10 juin 2015 : Dialogue social et emploi ( rapport - première lecture )

N° 501

SÉNAT

SESSION ORDINAIRE DE 2014-2015

Enregistré à la Présidence du Sénat le 10 juin 2015

RAPPORT

FAIT

au nom de la commission des affaires sociales (1) sur le projet de loi, ADOPTÉ PAR L'ASSEMBLÉE NATIONALE après engagement de la procédure accélérée, relatif au dialogue social et à l'emploi,

Par Mme Catherine PROCACCIA,

Sénateur

(1) Cette commission est composée de : M. Alain Milon, président ; M. Jean-Marie Vanlerenberghe, rapporteur général ; M. Gérard Dériot, Mmes Colette Giudicelli, Caroline Cayeux, M. Yves Daudigny, Mme Catherine Génisson, MM. Jean-Pierre Godefroy, Gérard Roche, Mme Laurence Cohen, M. Gilbert Barbier, Mme Aline Archimbaud, vice-présidents ; Mme Agnès Canayer, M. René-Paul Savary, Mme Michelle Meunier, M. Jean-Louis Tourenne, Mme Élisabeth Doineau, secrétaires ; MM. Michel Amiel, Claude Bérit-Débat, Mme Nicole Bricq, MM. Olivier Cadic, Jean-Pierre Caffet, Mme Claire-Lise Campion, MM. Jean-Noël Cardoux, Daniel Chasseing, Olivier Cigolotti, Mmes Karine Claireaux, Annie David, Isabelle Debré, Catherine Deroche, M. Jean Desessard, Mme Chantal Deseyne, M. Jérôme Durain, Mme Anne Emery-Dumas, MM. Michel Forissier, François Fortassin, Jean-Marc Gabouty, Mme Françoise Gatel, M. Bruno Gilles, Mmes Pascale Gruny, Corinne Imbert, MM. Éric Jeansannetas, Georges Labazée, Jean-Baptiste Lemoyne, Mmes Hermeline Malherbe, Brigitte Micouleau, Patricia Morhet-Richaud, MM. Jean-Marie Morisset, Philippe Mouiller, Louis Pinton, Mmes Catherine Procaccia, Stéphanie Riocreux, M. Didier Robert, Mme Patricia Schillinger, MM. Michel Vergoz, Dominique Watrin, Mme Evelyne Yonnet.

Voir le(s) numéro(s) :

Assemblée nationale (14ème législ.) :

2739, 2770, 2773, 2792 et T.A. 521

Sénat :

476, 490, 493 et 502 (2014-2015)

LES CONCLUSIONS DE LA COMMISSION DES AFFAIRES SOCIALES

Réunie le mercredi 10 juin 2015 sous la présidence de M. Alain Milon, la commission des affaires sociales a examiné, sur le rapport de Mme Catherine Procaccia, le projet de loi n° 476 (2014-2015) relatif au dialogue social et à l'emploi. Constatant qu'il s'agissait davantage d'un texte de simplification que d'une réforme de grande ampleur, elle l'a modifié en adoptant 66 amendements, dont 63 de son rapporteur.

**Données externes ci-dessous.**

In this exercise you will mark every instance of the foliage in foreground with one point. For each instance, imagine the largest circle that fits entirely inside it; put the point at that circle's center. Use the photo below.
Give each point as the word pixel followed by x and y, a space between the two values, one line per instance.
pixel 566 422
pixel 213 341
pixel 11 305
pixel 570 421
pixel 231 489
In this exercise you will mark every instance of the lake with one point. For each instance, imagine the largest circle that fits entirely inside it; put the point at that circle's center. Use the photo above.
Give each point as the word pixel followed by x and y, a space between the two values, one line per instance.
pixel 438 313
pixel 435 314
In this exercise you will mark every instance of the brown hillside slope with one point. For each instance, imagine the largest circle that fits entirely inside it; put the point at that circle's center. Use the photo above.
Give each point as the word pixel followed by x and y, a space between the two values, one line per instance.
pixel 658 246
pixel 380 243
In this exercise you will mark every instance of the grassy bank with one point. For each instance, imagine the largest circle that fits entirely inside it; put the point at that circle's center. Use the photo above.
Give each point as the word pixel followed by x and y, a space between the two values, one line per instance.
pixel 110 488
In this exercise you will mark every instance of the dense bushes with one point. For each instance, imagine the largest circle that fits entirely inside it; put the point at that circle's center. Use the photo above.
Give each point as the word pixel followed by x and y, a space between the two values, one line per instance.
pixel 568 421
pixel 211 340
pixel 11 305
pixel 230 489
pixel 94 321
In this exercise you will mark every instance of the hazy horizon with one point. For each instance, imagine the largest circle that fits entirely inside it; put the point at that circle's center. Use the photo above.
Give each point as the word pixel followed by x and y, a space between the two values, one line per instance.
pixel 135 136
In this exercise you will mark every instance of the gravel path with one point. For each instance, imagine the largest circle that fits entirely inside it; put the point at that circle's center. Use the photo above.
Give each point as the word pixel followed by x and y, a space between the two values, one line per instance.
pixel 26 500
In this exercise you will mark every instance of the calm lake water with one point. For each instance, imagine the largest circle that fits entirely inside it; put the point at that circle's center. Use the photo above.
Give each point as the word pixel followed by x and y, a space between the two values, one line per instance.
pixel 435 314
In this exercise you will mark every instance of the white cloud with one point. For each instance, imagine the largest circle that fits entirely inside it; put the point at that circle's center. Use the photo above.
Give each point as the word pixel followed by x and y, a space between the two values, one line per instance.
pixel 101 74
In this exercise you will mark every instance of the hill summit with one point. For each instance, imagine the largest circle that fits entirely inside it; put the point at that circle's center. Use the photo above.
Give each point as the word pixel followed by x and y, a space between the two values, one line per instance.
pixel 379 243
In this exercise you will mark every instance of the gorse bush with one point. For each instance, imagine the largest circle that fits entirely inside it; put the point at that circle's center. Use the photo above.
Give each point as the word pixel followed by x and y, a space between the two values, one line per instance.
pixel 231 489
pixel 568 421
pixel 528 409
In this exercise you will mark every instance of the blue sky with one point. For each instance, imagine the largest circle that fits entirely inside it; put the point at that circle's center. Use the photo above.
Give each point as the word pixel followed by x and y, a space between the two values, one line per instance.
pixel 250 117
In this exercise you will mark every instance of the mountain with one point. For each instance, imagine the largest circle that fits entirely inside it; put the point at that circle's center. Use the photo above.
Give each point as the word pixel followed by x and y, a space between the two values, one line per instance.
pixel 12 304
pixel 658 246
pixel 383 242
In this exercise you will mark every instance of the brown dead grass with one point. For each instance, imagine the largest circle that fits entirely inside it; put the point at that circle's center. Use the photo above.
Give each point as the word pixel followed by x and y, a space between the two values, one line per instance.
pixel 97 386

A l'article 1er, qui prévoit la création en 2017 de commissions paritaires régionales interprofessionnelles (CPRI) pour représenter les salariés et les employeurs des très petites entreprises (TPE), la commission a rejeté la logique d'une structure imposée par la loi et confié aux partenaires sociaux, par accord national ou, à défaut, régional, le soin de les mettre en place. Elle a rétabli le texte initial du Gouvernement en leur ôtant toute mission de médiation et en réaffirmant le principe selon lequel leurs membres ne peuvent accéder à l'entreprise, sauf autorisation expresse de l'employeur et moyennant un délai de prévenance de huit jours. Pour la mise en oeuvre de cet article, les partenaires sociaux nationaux devront ouvrir une négociation dans un délai de six mois à compter de la promulgation de la loi. A défaut d'accord, les organisations syndicales et patronales devront négocier dans chaque région avant le 1er juillet 2017.

Concernant la présence de représentants des salariés dans les conseils d'administration ou de surveillance des grandes entreprises (articles 7 et 7 bis), la commission a souhaité en revenir à l'esprit et à la lettre de l'accord national interprofessionnel du 11 janvier 2013.

Pour ce qui est de la réforme des institutions représentatives du personnel (IRP) proposée par le texte, la commission a souhaité qu'elle ne vienne pas alourdir les charges administratives des entreprises. Elle a donc limité la possibilité pour les élus suppléants de participer aux réunions des IRP (articles 8 et 12) et a renforcé l'encadrement des mécanismes de cumul des heures de délégation et de mutualisation de celles-ci entre plusieurs élus (article 8).

Concernant les seuils, omniprésents dans le débat public mais quasiment absents du texte, la commission, sur proposition de son rapporteur, a mis en place, à titre expérimental et pour une durée de cinq ans, un mécanisme de lissage dans le temps des obligations liées au franchissement des seuils de 11 et 50 salariés (article 8 A). En outre, les règles de calcul pour créer ou supprimer un comité d'entreprise ont été simplifiées.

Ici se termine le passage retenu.